Appendix A The choice of a clustering algorithm

A.1 Clustering algorithms

For the cluster analysis in Sect. 3, we examined several other clustering algorithms in addition to GMM² and explored their behavior on our data set. For each method, we used its implementation in scikit-learn (Pedregosa et al. 2011) and, where applicable, chose the default Euclidean distance metric. The algorithms considered are centroid, density, or hierarchical-based. A centroid-based method we explored was K-means (MacQueen 1967; Lloyd 1982). In the density-based group, we tested DBSCAN and OPTICS (Ester et al. 1996; Ankerst et al. 1999). For hierarchical clustering, we examined Agglomerative clustering (Ward 1963) besides GMM (McLachlan 1988).

K-Means³ (MacQueen 1967; Lloyd 1982) is a centroid-based clustering algorithm: It randomly initializes k centroids and associates each data point to the centroid that is closest to it, then shifts the centroids to the mean of their cluster. These steps are repeated until no changes occur. The algorithm requires only a single hyperparameter k, which is the number of clusters.

Agglomerative clustering⁴ (Ward 1963) is a bottom-up hierarchical clustering algorithm: Each data point begins as its own cluster and incrementally merges similar pairs of clusters into a new cluster. This process is repeated until there are k clusters left, where k is the hyperparameter for the number of clusters. When testing this algorithm, we used a hyperparameter called linkage to quantify similarity between pairs of clusters (e.g., Ward 1963; Szekely & Rizzo 2005). Empirically, we found that the “Ward” linkage is optimal.

DBSCAN⁵ (Ester et al. 1996)is a density-based clustering algorithm classifying each data point as either a core point (with at least minPts neighboring points within a distance ϵ), a reachable point (that is within distance ϵ of the core point), or an outlier (that is not reachable by any core point). All core points and their reachable points form a cluster, but outliers do not. The method we tested is an advancement of DBSCAN with improved performance on data sets of varying density. This method called OPTICS⁶ (Ankerst et al. 1999)has one hyperparameter: minPts – the minimum number of points nearby to make a core point.
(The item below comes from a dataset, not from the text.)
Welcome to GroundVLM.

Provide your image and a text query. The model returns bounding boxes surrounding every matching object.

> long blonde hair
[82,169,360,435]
A.2 Validation metrics and choice of method

Each of these methods has hyperparameters, that is, parameters that are not derived during model training but that control the learning process itself. We used a number of validation metrics to quantify the clustering performance for each method and specific choice of hyperparameters. Some of these metrics are method-specific and can only be used with a specific algorithm. These are the elbow method (e.g., Thorndike 1953; Ketchen & Shook 1996), the Bayesian and Aikake Information Criterions (BIC and AIC, e.g., Akaike 1973; Schwarz 1978; Cavanaugh & Neath 2019), and the dendrogram method (e.g., Nielsen 2016). The elbow method is used to evaluate the performance of the K-Means algorithm. By plotting the within-cluster sum-of-squares against k, an “elbow”-shaped curve emerges. The ideal k will be one close to the elbow. The reasoning for this is that we aim to find the first k that minimizes the within-cluster sum-of-squares. BIC and AIC are used for GMM. Both are based on information theory and are used to prevent overfitting and underfitting to choose the most optimized model. The dendrogram method is used to judge the bottom-up process of Agglomerative clustering. It shows the clustering at each hierarchy, where the y-axis is the distance between clusters and the x-axis shows the clusters. Therefore, the goal is to perform a horizontal cut such that the vertical distance is maximized. As one traverses up the hierarchy, the vertical distance naturally increases.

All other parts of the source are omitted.